(1865–1923)
Karl August Steinmetz kam als einziges Kind eines Lithografen am 9. April 1865 in Breslau zur Welt. Er war von Geburt an verkrüppelt; seine Mutter starb, als Karl jährig war.
Steinmetz war sehr intelligent, besuchte das Gymnasium und ab 1883 die Universität. Dort studierte er Mathematik, Astronomie, theoretische Physik, Chemie, Elektrotechnik, Nationalökonomie und sogar etwas Medizin. 1884 trat er einer sozialistischen Studiengruppe bei und redigierte auch die «Volksstimme», eine sozialistische Zeitung. Ohne seine Studien abgeschlossen zu haben, musste er wegen seiner Tätigkeit 1888 fliehen. In prekären Verhältnissen weilte er in Zürich und verbrachte ein Semester an der ETH. Finanziert durch Studienfreunde, reiste er alsdann nach Amerika, wo er am 1. Juni 1889 eintraf.
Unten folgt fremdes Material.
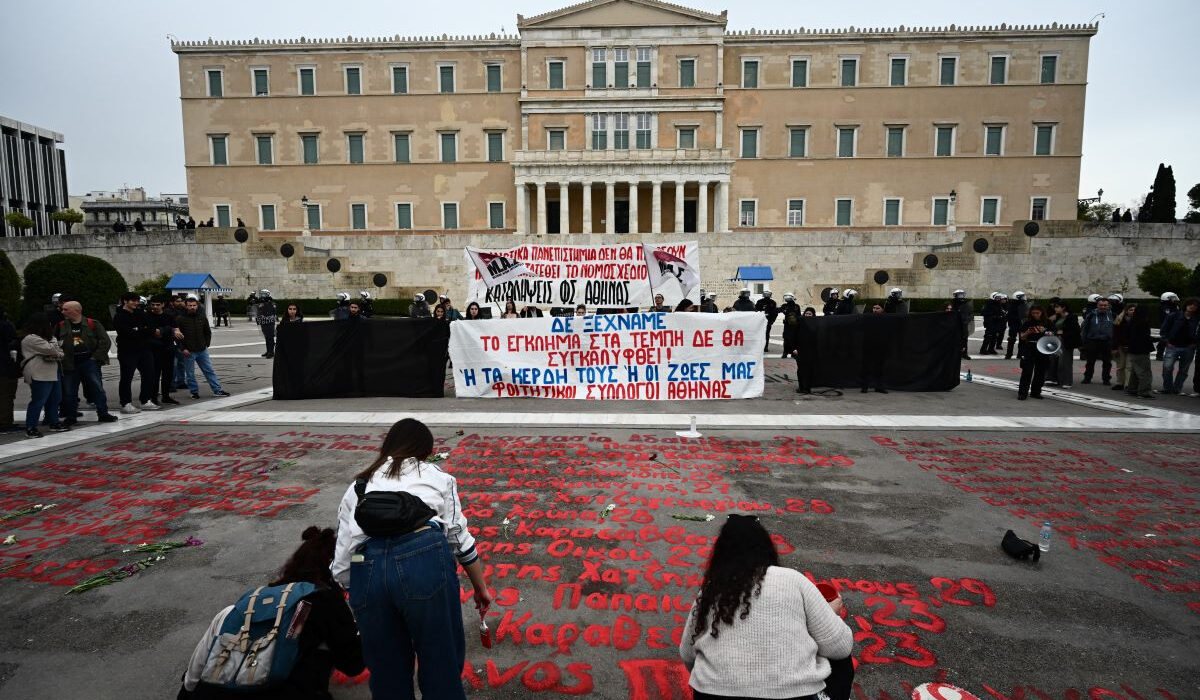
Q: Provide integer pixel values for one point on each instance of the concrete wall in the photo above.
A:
(1065, 257)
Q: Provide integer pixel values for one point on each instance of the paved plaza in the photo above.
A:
(899, 500)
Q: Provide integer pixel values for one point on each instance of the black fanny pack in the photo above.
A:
(389, 513)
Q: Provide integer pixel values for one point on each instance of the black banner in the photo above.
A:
(340, 359)
(913, 352)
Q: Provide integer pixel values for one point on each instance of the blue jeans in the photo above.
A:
(1171, 356)
(210, 376)
(405, 596)
(88, 372)
(43, 394)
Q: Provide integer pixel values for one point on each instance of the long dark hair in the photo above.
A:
(407, 438)
(311, 561)
(741, 556)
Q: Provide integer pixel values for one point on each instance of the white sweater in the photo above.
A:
(779, 651)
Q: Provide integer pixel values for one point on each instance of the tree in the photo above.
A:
(153, 287)
(1164, 276)
(1163, 210)
(18, 220)
(10, 285)
(69, 216)
(89, 280)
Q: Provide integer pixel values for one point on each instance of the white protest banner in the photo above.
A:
(611, 356)
(568, 275)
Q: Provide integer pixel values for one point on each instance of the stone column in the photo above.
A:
(610, 222)
(564, 207)
(587, 207)
(657, 207)
(522, 208)
(678, 226)
(633, 207)
(541, 208)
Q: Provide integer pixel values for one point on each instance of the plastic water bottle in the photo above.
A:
(1044, 538)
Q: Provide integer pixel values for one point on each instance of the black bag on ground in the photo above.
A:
(388, 513)
(1019, 549)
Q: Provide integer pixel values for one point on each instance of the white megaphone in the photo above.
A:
(1049, 345)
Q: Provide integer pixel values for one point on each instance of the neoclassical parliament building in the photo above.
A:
(637, 115)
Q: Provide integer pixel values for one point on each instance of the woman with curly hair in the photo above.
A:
(761, 630)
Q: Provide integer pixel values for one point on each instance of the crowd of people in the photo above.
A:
(382, 593)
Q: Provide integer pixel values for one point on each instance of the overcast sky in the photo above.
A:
(102, 73)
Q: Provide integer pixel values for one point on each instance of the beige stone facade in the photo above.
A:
(641, 117)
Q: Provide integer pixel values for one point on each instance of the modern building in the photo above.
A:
(33, 177)
(639, 115)
(103, 209)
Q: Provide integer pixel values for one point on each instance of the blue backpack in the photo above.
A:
(259, 639)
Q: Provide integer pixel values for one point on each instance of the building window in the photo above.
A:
(621, 67)
(945, 142)
(797, 143)
(403, 215)
(267, 216)
(265, 144)
(1049, 70)
(849, 72)
(899, 76)
(1043, 143)
(643, 66)
(219, 149)
(555, 72)
(621, 131)
(687, 72)
(599, 67)
(216, 82)
(401, 145)
(941, 210)
(643, 130)
(400, 79)
(845, 210)
(307, 81)
(892, 213)
(448, 147)
(989, 210)
(994, 141)
(358, 216)
(749, 213)
(493, 77)
(749, 143)
(895, 142)
(796, 211)
(495, 147)
(949, 71)
(354, 147)
(309, 145)
(999, 75)
(799, 72)
(749, 72)
(262, 82)
(599, 131)
(687, 137)
(846, 138)
(353, 79)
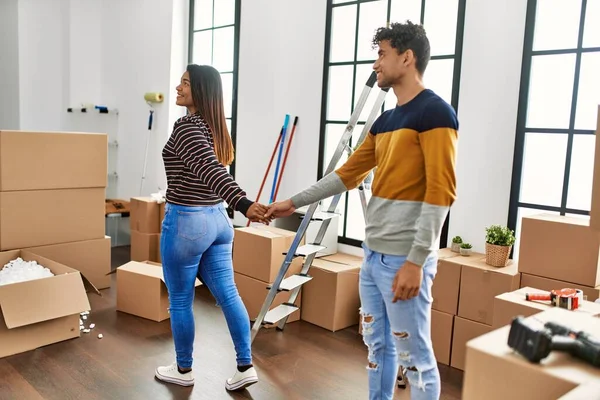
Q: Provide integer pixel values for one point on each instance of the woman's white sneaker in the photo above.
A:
(242, 380)
(171, 374)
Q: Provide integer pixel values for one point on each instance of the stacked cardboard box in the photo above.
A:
(511, 304)
(497, 372)
(258, 252)
(463, 302)
(330, 299)
(557, 252)
(52, 192)
(145, 222)
(141, 290)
Durch Empfehlungen konnte er bald eine Stelle bei einem deutschen Emigranten finden, der elektrische Maschinen konstruierte. Er musste dort einen Kommutator-Motor berechnen, stellte Berechnungen über Verluste an und machte Versuche. In Berichten trug er seine Erkenntnisse vor und wurde dadurch in Fachkreisen bekannt. Als Mitglied des AIEE (American Institute of Electrical Engineers) amerikanisierte er sich rasch, wobei er sich die Vornamen Charles Proteus (seinen früheren Spitznamen) zulegte.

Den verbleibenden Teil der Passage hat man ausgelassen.